2. Funding for the subsidy shall be derived from the healthcare payroll tax set at 6.1% as amended by Residential Taxation Reform Act of 2014.

3. Limits and/or guidelines for premiums, co-pays, deductibles:

a. The total out of pocket payment for co-pays and deductibles for an individual and/or household for the whole year may not exceed beyond 5% of the total income of that individual and/or household.
b.

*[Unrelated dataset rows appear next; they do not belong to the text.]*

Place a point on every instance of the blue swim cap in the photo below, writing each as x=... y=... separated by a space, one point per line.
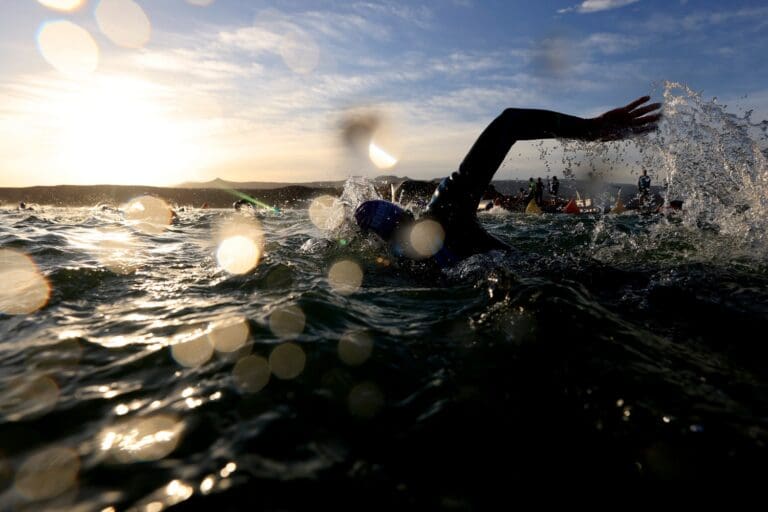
x=381 y=217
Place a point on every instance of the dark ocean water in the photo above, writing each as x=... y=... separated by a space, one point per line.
x=620 y=347
x=251 y=360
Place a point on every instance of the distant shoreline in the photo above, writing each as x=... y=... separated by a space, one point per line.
x=279 y=195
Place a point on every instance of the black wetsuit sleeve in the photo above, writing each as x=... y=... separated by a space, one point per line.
x=462 y=191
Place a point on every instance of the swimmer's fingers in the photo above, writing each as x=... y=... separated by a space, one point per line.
x=644 y=110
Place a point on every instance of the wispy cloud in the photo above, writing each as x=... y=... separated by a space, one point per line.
x=589 y=6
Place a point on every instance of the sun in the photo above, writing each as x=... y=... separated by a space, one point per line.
x=120 y=130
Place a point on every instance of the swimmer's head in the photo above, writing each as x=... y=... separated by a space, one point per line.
x=381 y=217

This co-pay limit shall apply to all services mentioned in Part II, Section 2 of this Act.


Part II - Changes to ANHC

The New National Healtcare Act is to be amended and replaced with the following text:

Section 1: Eligibility and Benefits

1. All individuals residing in Atlasia are eligible to enroll in a plan offered by the Atlasian National Health Care Program (ANHC), which shall all entitle them to a high standard of care at a low cost.

2.The health care benefits offered by ANHC plans shall cover all medically necessary services, including at least the following:

1.Primary care and prevention.
2.Inpatient care.
3.Outpatient care.
4.Emergency care.
5.Prescription drugs.
6.Durable medical equipment.
7.Long-term care.
8.Palliative care.
9.Mental health services.
10.The full scope of dental services (other than cosmetic dentistry).
11.Substance abuse treatment services.
12.Chiropractic services.
13.Basic vision care and vision correction (other than laser vision correction for cosmetic purposes).
14.Hearing services, including coverage of hearing aids.
15.Podiatric care.
16.Contraceptive services
17.End of Life Care - Shall be limited in hospital settings up to the cost of such care when attained through a hospice setting.

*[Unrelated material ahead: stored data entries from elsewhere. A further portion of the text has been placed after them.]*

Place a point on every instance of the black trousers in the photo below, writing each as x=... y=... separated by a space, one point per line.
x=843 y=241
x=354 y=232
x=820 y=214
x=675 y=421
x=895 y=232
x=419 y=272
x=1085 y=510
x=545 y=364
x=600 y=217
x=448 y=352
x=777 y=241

3. Healthcare professionals shall be licensed according to the laws and policies of their respective regions.  Only licensed professionals shall be allowed to offer such services and only such licensed professionals will be eligible for reimbursement from the ANHC program.

Section 2: Finances

1. The levels of reimbursement to licensed professionals and medical facilities shall be determined by the CHPs, considering the cost of providing such care and ensuring the integrity and preservation of the providers.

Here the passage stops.